In a new study, researchers investigated the creatine shuttle pathway as a potential therapeutic target in colorectal cancer cells.
Since the 1992 Barcelona Olympics, creatine supplementation has increased in popularity and grown to widespread use among the mainstream public. Creatine is a naturally occurring compound, primarily stored in skeletal muscle and involved in energy production for high-intensity activities—enhancing performance and supporting muscle growth and strength. The process by which creatine is transported into the muscles and utilized for energy production is referred to as the creatine shuttle. While it is a useful mechanism for healthy muscles, the creatine shuttle has also been implicated in cancer.
“The creatine shuttle is highlighted in cancer as a source of energy for cancer cells that display aggressive proliferation, and aberrant creatine kinase (CK) levels are known to be associated with many malignancies and mitotic control [7].”
In a new study, researchers Mayu Kita, Rina Fujiwara-Tani, Shingo Kishi, Shiori Mori, Hitoshi Ohmori, Chie Nakashima, Kei Goto, Takamitsu Sasaki, Kiyomu Fujii, Isao Kawahara, Ujjal Kumar Bhawal, Yi Luo, and Hiroki Kuniyasu from Nara Medical University, Saveetha University and Nantong University hypothesized that the creatine shuttle is involved in energy metabolism and other adenosine triphosphate (ATP) supply in cancer cells. On May 19, 2023, their new research paper was published in Oncotarget’s Volume 14, entitled, “Role of creatine shuttle in colorectal cancer cells.”
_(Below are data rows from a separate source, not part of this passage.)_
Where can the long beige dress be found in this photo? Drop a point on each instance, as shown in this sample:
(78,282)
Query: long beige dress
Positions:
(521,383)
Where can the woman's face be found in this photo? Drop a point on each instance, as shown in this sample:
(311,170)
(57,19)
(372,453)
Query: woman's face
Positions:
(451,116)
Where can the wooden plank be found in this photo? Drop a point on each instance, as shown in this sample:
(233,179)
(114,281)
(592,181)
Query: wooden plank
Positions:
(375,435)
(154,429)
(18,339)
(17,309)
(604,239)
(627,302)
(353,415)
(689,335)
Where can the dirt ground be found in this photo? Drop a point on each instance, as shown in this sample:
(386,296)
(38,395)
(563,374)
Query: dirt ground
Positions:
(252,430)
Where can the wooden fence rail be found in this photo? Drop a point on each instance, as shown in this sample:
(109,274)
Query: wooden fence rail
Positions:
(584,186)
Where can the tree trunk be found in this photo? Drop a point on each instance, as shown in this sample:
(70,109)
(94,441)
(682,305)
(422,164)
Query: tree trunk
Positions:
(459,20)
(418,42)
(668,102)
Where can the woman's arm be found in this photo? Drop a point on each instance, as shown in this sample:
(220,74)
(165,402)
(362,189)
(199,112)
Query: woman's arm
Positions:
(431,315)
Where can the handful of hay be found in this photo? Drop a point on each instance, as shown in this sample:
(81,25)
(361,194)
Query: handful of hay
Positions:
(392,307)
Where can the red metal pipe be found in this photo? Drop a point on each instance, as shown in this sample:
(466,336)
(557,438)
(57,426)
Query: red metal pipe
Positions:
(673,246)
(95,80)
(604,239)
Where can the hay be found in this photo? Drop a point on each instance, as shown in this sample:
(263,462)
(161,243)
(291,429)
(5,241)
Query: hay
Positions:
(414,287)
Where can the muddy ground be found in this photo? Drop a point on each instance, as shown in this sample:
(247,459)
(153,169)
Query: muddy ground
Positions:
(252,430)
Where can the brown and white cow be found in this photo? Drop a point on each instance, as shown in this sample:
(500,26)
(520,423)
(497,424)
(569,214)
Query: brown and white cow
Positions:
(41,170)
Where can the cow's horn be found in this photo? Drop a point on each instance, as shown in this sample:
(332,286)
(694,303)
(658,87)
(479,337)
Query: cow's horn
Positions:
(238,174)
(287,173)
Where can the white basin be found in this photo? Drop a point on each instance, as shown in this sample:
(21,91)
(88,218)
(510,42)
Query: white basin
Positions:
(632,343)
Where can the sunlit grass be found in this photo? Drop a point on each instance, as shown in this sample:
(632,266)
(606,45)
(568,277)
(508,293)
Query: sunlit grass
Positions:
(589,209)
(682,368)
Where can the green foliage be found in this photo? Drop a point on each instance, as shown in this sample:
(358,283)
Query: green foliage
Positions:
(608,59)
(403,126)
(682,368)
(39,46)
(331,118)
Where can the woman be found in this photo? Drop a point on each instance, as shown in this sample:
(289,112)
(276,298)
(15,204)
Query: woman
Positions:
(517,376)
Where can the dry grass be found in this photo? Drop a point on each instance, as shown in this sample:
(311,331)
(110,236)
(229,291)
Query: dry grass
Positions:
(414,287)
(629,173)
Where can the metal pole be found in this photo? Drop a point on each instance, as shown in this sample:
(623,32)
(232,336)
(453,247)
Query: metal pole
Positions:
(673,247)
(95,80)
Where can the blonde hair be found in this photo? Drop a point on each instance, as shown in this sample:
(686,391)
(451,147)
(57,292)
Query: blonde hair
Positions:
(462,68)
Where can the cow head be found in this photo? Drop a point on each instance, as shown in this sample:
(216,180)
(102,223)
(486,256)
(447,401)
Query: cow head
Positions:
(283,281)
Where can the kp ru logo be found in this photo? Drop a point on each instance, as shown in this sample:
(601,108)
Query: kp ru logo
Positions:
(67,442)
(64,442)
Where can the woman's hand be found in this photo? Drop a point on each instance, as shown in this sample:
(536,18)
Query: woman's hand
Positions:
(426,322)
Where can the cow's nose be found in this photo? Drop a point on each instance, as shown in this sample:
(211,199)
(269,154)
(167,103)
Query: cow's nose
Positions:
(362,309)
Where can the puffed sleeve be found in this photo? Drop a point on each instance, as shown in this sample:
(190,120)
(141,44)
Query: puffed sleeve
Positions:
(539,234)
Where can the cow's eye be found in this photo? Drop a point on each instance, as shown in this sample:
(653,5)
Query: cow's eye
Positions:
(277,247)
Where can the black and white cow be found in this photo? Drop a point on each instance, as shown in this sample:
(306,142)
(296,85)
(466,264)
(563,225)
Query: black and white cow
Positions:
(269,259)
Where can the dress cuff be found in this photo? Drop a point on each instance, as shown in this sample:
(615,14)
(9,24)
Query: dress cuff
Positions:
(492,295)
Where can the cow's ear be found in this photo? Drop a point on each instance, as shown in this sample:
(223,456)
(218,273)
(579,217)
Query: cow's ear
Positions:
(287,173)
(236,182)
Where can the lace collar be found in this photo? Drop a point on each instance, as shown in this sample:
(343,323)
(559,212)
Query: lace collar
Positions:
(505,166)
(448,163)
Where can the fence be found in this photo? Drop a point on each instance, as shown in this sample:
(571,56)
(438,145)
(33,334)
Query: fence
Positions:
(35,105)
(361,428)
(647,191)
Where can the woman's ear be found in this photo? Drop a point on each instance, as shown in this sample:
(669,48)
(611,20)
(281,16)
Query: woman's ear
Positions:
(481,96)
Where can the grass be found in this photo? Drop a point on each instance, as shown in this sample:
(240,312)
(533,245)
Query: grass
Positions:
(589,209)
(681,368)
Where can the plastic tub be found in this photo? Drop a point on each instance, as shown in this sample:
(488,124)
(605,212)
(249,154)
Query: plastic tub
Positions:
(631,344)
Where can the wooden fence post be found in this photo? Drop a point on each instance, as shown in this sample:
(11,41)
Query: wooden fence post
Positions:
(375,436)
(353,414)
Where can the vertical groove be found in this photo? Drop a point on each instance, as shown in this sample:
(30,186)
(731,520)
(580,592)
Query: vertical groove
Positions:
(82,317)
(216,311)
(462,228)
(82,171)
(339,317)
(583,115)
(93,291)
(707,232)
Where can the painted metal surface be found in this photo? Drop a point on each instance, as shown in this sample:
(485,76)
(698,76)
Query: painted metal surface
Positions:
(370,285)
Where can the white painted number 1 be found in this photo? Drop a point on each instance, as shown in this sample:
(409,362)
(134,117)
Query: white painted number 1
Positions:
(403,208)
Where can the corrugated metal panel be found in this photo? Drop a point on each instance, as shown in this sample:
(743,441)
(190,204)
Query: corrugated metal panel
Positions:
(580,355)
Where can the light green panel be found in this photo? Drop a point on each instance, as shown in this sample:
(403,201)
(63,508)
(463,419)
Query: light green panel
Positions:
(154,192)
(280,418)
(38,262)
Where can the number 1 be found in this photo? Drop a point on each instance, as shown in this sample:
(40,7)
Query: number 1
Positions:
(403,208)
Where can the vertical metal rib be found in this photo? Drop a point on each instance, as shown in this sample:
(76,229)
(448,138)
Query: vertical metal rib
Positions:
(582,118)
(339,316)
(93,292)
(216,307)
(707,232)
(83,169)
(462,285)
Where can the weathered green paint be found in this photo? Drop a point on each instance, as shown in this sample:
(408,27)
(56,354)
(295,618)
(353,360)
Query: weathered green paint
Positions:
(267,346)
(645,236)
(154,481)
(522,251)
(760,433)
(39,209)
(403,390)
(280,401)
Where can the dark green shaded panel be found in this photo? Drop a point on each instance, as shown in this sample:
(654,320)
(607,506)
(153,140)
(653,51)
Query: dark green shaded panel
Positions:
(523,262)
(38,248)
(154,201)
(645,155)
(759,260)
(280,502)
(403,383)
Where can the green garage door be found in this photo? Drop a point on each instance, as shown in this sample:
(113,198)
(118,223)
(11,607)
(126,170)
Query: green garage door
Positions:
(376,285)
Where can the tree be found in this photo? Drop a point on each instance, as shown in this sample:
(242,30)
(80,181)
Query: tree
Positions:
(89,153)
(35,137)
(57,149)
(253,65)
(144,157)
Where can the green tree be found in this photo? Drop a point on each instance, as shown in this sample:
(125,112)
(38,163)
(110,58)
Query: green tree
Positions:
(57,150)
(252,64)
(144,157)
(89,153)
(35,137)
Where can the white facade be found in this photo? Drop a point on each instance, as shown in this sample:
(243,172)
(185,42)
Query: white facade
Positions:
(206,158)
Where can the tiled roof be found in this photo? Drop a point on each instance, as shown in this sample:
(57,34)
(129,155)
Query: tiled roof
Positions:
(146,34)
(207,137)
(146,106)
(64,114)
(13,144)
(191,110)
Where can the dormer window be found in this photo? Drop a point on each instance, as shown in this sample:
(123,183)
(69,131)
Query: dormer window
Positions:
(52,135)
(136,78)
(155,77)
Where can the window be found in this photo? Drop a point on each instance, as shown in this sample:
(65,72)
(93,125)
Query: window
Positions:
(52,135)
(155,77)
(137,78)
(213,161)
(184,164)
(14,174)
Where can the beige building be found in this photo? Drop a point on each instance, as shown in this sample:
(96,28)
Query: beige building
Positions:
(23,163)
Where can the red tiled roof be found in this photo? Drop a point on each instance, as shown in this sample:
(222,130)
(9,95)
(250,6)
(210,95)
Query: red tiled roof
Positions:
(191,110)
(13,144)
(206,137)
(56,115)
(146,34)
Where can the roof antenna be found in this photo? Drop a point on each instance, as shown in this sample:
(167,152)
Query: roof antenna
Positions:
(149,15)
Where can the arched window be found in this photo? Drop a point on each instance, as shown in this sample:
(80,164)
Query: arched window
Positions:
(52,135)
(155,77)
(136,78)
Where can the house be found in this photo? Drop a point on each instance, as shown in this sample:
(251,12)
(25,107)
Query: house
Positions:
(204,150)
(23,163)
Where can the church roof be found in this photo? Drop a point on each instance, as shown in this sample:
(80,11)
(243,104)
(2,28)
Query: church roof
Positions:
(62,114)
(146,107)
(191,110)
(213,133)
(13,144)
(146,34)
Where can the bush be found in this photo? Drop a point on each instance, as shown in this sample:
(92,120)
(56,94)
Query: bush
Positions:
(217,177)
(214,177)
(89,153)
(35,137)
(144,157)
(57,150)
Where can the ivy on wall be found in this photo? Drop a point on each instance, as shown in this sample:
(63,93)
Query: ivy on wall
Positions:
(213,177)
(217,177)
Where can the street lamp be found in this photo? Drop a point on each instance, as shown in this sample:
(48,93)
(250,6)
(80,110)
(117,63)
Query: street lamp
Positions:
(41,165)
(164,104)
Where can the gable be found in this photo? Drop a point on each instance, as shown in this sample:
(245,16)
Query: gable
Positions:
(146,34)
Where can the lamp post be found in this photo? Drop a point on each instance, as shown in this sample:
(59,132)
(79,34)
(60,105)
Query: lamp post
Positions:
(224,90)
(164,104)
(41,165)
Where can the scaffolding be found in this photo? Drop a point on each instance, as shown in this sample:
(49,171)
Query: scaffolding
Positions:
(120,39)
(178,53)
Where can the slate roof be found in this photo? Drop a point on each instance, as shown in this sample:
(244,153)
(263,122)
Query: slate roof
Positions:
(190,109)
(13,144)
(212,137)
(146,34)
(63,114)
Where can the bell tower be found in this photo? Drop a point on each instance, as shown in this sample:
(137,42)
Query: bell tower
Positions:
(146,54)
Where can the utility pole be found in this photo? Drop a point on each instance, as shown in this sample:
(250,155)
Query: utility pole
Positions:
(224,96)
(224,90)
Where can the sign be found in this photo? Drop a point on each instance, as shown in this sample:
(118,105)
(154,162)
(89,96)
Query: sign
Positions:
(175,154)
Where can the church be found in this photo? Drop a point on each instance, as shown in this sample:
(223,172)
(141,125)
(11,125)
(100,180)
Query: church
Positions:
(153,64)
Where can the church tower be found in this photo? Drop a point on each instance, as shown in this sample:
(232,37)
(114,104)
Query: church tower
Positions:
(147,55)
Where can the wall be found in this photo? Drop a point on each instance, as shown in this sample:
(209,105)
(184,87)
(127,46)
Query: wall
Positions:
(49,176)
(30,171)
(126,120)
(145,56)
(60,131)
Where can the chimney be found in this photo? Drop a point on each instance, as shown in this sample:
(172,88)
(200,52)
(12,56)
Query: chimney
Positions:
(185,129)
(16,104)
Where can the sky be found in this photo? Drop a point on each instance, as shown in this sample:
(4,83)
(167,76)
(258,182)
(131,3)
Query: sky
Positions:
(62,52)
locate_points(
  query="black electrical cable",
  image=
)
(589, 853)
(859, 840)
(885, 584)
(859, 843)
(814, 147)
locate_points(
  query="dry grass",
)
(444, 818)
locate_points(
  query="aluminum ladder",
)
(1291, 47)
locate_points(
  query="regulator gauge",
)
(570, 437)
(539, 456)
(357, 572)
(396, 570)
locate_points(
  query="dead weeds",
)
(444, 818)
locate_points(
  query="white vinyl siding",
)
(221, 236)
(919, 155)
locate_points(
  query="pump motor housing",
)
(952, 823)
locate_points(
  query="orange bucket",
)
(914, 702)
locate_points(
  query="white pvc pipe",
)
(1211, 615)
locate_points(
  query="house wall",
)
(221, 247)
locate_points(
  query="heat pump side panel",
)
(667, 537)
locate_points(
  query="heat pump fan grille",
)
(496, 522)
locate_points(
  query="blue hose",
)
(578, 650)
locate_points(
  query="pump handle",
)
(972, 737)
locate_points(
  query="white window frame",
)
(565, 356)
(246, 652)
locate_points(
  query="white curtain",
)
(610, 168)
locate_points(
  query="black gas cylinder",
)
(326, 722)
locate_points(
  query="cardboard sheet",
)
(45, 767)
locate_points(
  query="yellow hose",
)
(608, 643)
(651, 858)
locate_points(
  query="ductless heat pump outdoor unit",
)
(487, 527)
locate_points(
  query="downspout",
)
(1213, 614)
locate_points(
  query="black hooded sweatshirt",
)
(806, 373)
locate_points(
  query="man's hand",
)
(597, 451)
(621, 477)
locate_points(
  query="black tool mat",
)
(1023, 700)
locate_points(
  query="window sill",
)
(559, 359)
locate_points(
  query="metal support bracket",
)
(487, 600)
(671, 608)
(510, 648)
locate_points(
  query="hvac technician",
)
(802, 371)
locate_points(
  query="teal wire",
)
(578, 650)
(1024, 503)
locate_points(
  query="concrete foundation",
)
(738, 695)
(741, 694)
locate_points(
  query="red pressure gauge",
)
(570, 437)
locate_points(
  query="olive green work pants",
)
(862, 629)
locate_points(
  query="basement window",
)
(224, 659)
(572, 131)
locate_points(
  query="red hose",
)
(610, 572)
“In the current study, the role of the creatine shuttle in CRC [colorectal cancer] was analyzed along with its potential as a therapeutic target.”
The Creatine Shuttle in Colorectal Cancer
Despite advancements in treatment options for colorectal cancer (CRC), incidence and mortality rates remain high. The metabolism of CRC cells is distinctly different from that of normal cells, and understanding these metabolic alterations is crucial for devising new targeted therapies. The creatine shuttle system plays a pivotal role in cellular energy metabolism, particularly in high-energy demanding tissues such as muscle and brain. However, its involvement in CRC cells has remained largely unexplored until now.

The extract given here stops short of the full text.